While the actual time each step in the process takes will vary with the facts of each case and the actual office where the claim is filed, here are some typical times for each potential step in the process: Initial Claim – 4 Months Reconsideration (if required) – 4 Months Hearing before the Administrative Law Judge (if required) – 6 Months Some cases may be resolved in less time and many cases in busy areas can take well over 2 years to complete! For this reason claimants must plan ahead financially for what is typically a long wait before receiving benefits. Once approved, there is a manditory five month waiting period before benefits begin.
Things needed for the claim application: Download the Checklist of Items Financial Preparation: As you can see, obtaining Social Security Disability (SSDI) benefits normally will take well over a year and can take over two years in many areas. As a result, it is imperative that as soon as you become impaired, you begin laying out a careful financial plan to you get you through the lengthy process. The ideas listed below should not be considered legal or financial advice, but may serve as useful planning tools. Consider consolidation of debt and avoid additional debt Consider renting out extra rooms in your residence. Consider moving in as a roommate with a friend or relative. Consider using the equity in your residence if needed. Consider obtaining additional checking and credit cards for emergency use only in the future. Consider moving into a less expensive residence. Consider application for financial assistance such as food stamps. Consider contacting your local department of Social Services.

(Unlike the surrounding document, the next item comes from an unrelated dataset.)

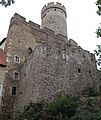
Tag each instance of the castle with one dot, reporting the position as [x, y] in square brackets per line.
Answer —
[39, 62]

It is very simple, I only get paid if you get paid. I receive a fee for my services only if you are approved for Social Security Benefits. The Social Security Administration is required to approve all fee agreements and limits the representative’s fee to 25% of the backpayment you are owed from the Social Security Administration due to your impairment, with the maximum fee capped at $7200. I charge no upfront or out of pocket fees for expenses and my fee will be automatically deducted from your backpayment when your benefits are approved.